- Theatrical release poster
- Directed by: Vincent Sherman
- Screenplay by: Oscar Saul Clair Huffaker (as Cecil Dan Hensen)
- Based on: Star in the West 1951 novel by Richard Emery Roberts
- Produced by: Jack Cummings
- Starring: Debbie Reynolds Steve Forrest Andy Griffith
- Cinematography: Ellis W. Carter
- Edited by: Betty Steinberg
- Music by: Gerald Fried
- Production company: Cummings-Harman Productions
- Distributed by: Twentieth Century-Fox
- Release date: December 22, 1961;
- Running time: 99 minutes
- Country: United States
- Language: English

= The Second Time Around (1961 film) =

1961 film by Vincent Sherman

The Second Time Around is a 1961 American CinemaScope Comedy Western film starring Debbie Reynolds as a widow who relocates her family from 1912 New York to the last contiguous state of the Union, Arizona Territory. It is based on the novel Star in the West by Richard Emery Roberts.

The film co-stars Andy Griffith and Steve Forrest. It was directed by Vincent Sherman.

==Plot==
Lu Rogers, recently widowed, leaves her children in New York with her mother-in-law in 1911 and travels west to take a job she has been offered. Upon arriving in Arizona, the job falls through, so rancher Aggie Gates tries her out as a hired hand.

The resourceful Lu succeeds at work and catches the eye of two potential suitors, Dan Jones, a saloon owner, and Pat Collins, a rancher.
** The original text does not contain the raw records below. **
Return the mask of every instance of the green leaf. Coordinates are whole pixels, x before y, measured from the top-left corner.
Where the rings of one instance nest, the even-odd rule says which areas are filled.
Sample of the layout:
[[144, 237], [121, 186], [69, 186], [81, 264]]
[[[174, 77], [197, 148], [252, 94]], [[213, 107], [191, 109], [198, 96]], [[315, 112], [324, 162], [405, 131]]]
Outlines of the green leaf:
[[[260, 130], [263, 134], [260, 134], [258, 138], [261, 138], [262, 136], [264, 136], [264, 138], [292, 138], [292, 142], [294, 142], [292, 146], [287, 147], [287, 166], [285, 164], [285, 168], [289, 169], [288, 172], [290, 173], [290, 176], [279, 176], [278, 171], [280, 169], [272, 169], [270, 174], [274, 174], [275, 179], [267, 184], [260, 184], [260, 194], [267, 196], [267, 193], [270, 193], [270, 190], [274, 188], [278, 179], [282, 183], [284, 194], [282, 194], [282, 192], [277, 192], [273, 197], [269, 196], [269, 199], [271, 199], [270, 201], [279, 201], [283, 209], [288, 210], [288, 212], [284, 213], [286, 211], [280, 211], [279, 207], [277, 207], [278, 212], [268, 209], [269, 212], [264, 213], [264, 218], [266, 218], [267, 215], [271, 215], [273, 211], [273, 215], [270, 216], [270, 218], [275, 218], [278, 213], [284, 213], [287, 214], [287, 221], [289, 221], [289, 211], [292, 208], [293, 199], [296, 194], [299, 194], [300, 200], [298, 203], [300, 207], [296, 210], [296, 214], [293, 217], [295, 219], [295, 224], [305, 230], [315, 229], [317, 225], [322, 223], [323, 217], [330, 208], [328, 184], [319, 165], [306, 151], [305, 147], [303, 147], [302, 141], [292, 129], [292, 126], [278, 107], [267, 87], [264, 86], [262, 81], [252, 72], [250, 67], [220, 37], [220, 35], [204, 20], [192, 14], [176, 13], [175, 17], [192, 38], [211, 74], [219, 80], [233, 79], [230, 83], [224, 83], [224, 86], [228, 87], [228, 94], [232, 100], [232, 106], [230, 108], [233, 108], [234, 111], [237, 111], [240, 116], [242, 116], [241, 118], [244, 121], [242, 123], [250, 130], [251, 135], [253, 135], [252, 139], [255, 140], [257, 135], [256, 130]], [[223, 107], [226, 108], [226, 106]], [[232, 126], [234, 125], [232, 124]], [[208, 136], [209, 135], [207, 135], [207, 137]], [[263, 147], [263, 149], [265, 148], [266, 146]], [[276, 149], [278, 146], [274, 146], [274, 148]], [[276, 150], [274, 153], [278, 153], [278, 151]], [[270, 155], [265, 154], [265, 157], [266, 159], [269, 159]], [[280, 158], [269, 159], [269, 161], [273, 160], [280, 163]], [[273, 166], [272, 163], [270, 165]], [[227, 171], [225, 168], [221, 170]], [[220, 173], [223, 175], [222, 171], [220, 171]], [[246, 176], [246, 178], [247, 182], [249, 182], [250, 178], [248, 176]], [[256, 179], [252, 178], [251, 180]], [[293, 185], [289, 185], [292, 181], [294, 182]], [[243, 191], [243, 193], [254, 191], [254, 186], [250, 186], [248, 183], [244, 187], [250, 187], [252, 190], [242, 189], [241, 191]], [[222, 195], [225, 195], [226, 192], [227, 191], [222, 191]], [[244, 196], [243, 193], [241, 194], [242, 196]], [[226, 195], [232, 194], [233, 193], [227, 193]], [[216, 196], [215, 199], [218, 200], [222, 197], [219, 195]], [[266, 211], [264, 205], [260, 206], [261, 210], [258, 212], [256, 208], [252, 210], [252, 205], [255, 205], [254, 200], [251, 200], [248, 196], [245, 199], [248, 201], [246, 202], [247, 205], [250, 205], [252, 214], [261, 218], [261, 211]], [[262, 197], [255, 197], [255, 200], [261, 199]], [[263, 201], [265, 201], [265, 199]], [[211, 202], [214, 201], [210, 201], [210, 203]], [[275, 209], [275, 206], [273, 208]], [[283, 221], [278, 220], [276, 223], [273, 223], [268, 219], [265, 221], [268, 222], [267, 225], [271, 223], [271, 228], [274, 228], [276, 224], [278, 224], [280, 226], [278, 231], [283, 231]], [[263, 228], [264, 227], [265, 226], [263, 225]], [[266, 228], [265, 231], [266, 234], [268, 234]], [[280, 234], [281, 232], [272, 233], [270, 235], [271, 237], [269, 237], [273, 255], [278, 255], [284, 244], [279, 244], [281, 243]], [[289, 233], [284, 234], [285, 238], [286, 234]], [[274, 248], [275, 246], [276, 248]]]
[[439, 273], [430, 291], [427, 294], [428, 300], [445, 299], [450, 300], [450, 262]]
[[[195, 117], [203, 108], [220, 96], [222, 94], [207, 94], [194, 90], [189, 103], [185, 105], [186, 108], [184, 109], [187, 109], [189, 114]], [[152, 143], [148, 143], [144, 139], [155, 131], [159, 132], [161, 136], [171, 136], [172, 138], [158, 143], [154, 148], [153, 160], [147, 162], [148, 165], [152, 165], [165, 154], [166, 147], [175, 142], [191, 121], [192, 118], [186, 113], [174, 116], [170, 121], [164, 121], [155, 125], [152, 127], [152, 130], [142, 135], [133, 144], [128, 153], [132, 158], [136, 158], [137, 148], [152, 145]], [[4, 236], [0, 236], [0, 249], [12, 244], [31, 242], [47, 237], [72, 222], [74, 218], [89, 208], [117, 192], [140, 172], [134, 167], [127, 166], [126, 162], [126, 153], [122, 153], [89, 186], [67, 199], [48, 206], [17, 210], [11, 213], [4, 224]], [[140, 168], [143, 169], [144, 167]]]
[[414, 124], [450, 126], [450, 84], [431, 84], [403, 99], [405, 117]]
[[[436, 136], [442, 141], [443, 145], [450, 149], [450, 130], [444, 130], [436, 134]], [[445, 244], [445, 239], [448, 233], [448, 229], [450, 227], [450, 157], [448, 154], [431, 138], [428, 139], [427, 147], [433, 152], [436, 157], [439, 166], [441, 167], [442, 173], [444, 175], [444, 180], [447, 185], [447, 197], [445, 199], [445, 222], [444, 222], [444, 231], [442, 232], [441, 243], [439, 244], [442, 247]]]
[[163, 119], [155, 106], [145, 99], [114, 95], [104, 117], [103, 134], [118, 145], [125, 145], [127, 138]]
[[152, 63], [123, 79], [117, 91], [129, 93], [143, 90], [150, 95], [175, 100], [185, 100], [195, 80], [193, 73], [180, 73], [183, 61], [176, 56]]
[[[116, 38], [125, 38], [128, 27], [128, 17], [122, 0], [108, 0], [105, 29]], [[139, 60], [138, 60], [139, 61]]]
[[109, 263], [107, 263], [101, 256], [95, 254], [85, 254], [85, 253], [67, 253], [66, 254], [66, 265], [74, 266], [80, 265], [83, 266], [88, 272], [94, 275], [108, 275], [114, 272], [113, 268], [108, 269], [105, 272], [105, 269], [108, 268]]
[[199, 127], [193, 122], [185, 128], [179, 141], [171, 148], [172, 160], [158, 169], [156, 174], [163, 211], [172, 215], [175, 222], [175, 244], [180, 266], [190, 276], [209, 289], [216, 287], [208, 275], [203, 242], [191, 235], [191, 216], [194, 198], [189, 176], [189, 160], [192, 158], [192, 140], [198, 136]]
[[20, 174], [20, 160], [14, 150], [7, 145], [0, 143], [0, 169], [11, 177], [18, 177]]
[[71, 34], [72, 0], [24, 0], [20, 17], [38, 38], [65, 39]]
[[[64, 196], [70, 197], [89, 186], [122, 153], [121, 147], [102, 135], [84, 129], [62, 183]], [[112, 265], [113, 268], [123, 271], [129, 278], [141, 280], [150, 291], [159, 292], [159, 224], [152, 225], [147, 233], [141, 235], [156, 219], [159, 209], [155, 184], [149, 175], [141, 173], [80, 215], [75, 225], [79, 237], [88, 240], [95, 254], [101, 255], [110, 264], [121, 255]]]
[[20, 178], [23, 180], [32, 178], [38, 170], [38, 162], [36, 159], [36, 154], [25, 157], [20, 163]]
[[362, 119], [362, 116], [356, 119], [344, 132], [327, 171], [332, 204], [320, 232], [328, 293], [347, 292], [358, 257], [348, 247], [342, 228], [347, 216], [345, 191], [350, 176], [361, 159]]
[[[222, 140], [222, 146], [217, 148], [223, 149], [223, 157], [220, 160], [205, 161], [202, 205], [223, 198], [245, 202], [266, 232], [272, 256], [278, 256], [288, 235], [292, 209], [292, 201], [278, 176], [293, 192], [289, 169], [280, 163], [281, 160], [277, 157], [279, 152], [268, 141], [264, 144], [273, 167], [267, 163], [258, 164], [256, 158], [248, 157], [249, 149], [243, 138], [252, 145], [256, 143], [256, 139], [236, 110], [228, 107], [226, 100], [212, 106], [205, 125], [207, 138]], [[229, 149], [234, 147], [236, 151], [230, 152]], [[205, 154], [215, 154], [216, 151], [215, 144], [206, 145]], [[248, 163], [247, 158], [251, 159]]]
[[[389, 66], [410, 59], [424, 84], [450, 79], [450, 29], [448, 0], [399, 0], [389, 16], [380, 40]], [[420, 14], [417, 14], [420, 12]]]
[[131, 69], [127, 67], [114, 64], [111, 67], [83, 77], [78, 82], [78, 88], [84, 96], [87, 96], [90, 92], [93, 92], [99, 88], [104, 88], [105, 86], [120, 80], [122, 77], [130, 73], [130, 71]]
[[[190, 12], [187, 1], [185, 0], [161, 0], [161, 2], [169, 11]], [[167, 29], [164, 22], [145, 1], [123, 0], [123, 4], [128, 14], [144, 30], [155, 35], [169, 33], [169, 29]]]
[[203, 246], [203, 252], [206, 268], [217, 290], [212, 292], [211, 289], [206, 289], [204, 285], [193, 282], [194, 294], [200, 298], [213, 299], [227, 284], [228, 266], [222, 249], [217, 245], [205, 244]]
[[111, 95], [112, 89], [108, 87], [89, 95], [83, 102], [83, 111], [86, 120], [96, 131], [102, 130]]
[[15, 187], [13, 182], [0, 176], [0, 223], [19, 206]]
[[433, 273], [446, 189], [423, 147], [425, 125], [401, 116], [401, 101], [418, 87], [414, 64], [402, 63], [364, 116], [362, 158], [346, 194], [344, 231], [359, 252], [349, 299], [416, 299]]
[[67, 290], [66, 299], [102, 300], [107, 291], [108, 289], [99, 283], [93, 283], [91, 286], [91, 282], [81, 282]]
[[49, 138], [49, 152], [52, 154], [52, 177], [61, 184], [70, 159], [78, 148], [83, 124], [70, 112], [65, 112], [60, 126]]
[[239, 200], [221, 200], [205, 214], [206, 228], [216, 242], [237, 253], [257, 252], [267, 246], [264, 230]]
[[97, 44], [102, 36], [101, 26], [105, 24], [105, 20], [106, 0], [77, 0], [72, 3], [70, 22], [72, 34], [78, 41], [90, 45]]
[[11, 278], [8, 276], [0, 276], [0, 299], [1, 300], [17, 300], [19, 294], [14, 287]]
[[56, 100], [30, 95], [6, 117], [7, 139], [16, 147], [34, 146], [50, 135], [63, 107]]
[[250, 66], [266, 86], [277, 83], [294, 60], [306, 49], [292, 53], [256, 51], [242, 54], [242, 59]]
A crooked sheriff is exposed by Lu, who is shocked by being offered his job. The humiliated sheriff pulls a holdup and kidnaps her.

A posse is formed and comes to Lu's rescue. She receives reward money and uses it to send for her kids. Dan wins her hand, while Pat accepts her badge.

==Cast==
- Debbie Reynolds as Lucretia Rogers
- Steve Forrest as Dan Jones
- Andy Griffith as Pat Collins
- Juliet Prowse as Rena Mitchell
- Thelma Ritter as Aggie Gates
- Ken Scott as Sheriff Burns
- Isobel Elsom as Mrs. Rogers
- Rudolph Acosta as Rodriguez
- Timothy Carey as Bonner
- Tom Greenway as Deputy Shack
- Eleanor Audley as Mrs. Trask
- Blossom Rock as Mrs. Vera Collins
- Jack Orrison as Editor

==Reception==
Bosley Crowther, critic for The New York Times, wrote, "Don't look for quality in it. Just go there expecting nothing more than another chance to watch Miss Reynolds fluff her fine little feathers prettily, Miss Ritter play the hard-boiled softie, Andy Griffith chew the fat bucolically, and Mr. Forrest act the noble scapegrace, and you may have a pretty good time."

Emanuel Levy described it as a "mildly engaging Western comedy".